Family of curves that transitions smoth from linear to logarithmic I am looking for a family of curves that smoothly transitions from
$f(x)=x$
to
$f(x)=log(x+1)$
 A: In general, you can combine any two functions $f_0(x)$ and $f_1(x)$ using a third (interpolating) function $w(y)$:
$$f(x, y) = \biggl(1 - w(y)\biggr) f_0(x) + w(y) f_1(x) \tag{1a}\label{1a}$$
such that
$$\begin{aligned}
f(x, 0) &= f_0(x) \\
f(x, 1) &= f_1(x) \\
\end{aligned}$$
and $f(x, y)$ for $0 \lt y \lt 1$ are "combinations" of the two functions.  The interpolating function $w(y)$ defines how the two functions get mixed.

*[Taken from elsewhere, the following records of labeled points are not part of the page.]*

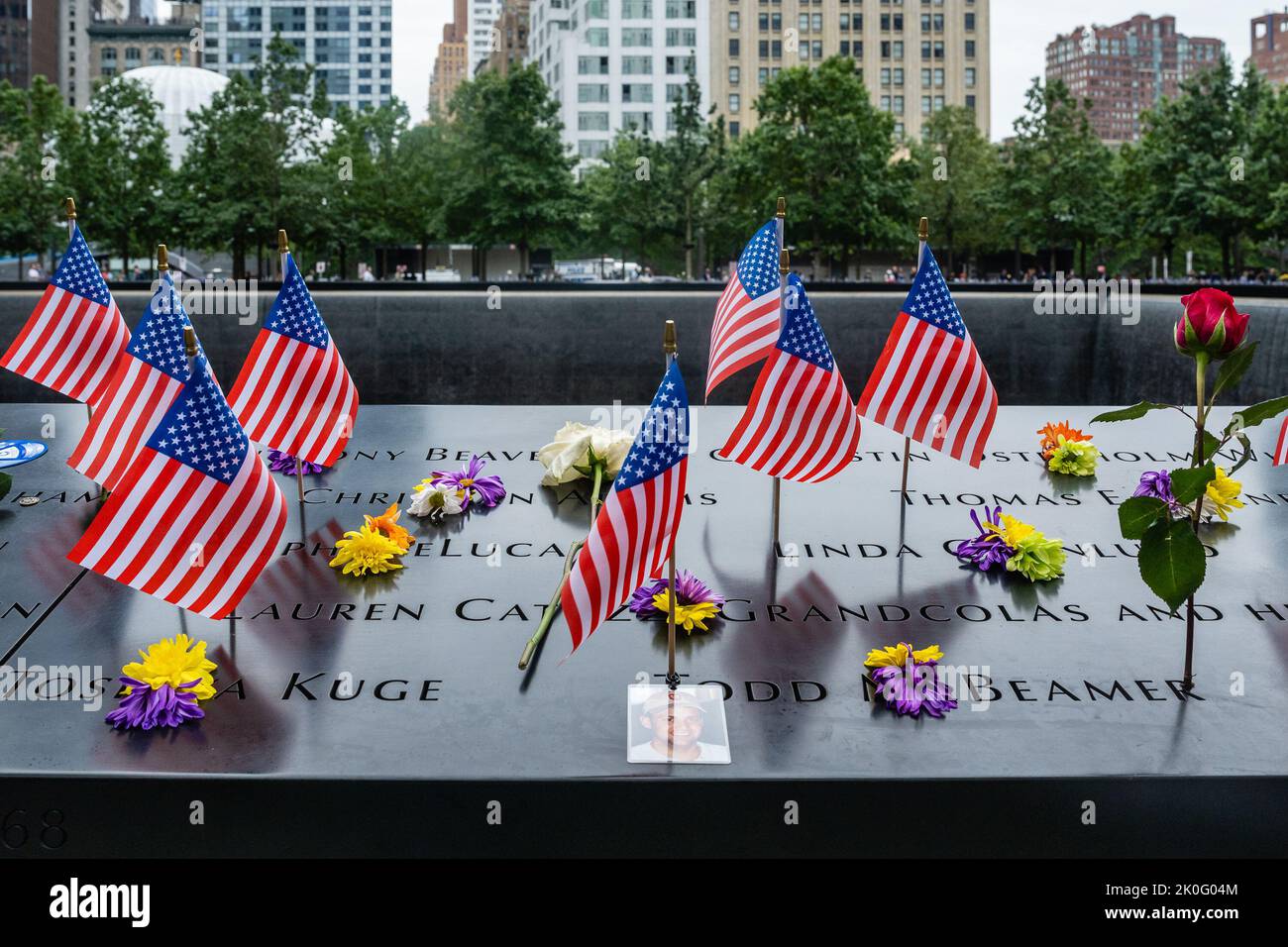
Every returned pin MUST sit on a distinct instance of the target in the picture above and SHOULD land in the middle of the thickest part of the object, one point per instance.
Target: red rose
(1210, 324)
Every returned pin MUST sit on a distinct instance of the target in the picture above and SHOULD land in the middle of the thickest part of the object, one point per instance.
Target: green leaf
(1247, 453)
(1129, 414)
(1137, 514)
(1189, 482)
(1233, 368)
(1172, 561)
(1254, 414)
(1211, 444)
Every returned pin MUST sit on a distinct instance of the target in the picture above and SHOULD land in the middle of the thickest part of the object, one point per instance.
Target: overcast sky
(1020, 31)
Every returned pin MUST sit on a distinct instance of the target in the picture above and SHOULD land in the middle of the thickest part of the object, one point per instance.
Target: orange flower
(1051, 434)
(387, 523)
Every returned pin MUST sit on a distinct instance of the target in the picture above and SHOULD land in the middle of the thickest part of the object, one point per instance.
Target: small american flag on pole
(746, 324)
(72, 338)
(294, 393)
(147, 376)
(800, 421)
(930, 382)
(197, 515)
(636, 525)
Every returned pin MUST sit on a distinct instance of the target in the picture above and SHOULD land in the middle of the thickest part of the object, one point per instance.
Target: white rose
(571, 450)
(442, 500)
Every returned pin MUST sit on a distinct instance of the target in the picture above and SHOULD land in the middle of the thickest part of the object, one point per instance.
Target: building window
(636, 91)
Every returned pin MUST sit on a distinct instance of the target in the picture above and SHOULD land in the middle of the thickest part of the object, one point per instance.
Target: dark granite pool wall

Any function that fulfills $w(0) = 0$, $w(1) = 1$, $0 \lt w(y) \lt 1$ for $0 \lt y \lt 1$ will work, but some common (symmetric) ones are
$$\begin{aligned}
w_1(y) &= y \\
w_3(y) &= 3 y^2 - 2 y^3 \\
w_5(y) &= 10 y^3 - 15 y^4 + 6 y^5 \\
w_\lambda(y) &= \begin{cases}
0, & y \le 0 \\
2^{\lambda - 1} y^\lambda, & 0 \lt y \le \frac{1}{2} \\
1 - 2^{\lambda - 1} (1 - y)^\lambda, & \frac{1}{2} \lt y \lt 1 \\
1, & y \ge 1 \\
\end{cases} \end{aligned} \tag{1c}\label{1c}$$
If you want replacing $y$ with $1-y$ to behave as if one swapped $f_0$ and $f_1$, then you do want a symmetric function, one that for $0 \le y \le 1$ fulfills $w(y) + w(1-y) = 1$.
Note that outside $0 \le y \le 1$, we actually do extrapolation, which may or may not make any sense at all.  Again, it depends on the behaviour of the intepolating/extrapolating function $w(y)$.

For example, using linear interpolation, $w(y) = y$, and $f_0(x) = x$, $f_1(x) = \log(x + 1)$, we get
$$f(x, y) = (1 - y) x + y \log(x + 1)$$
and $f(x, 0) = x$, $f(x, 1) = \log(x + 1)$, and something in between for $0 \lt y \lt 1$ using $f(x, y)$.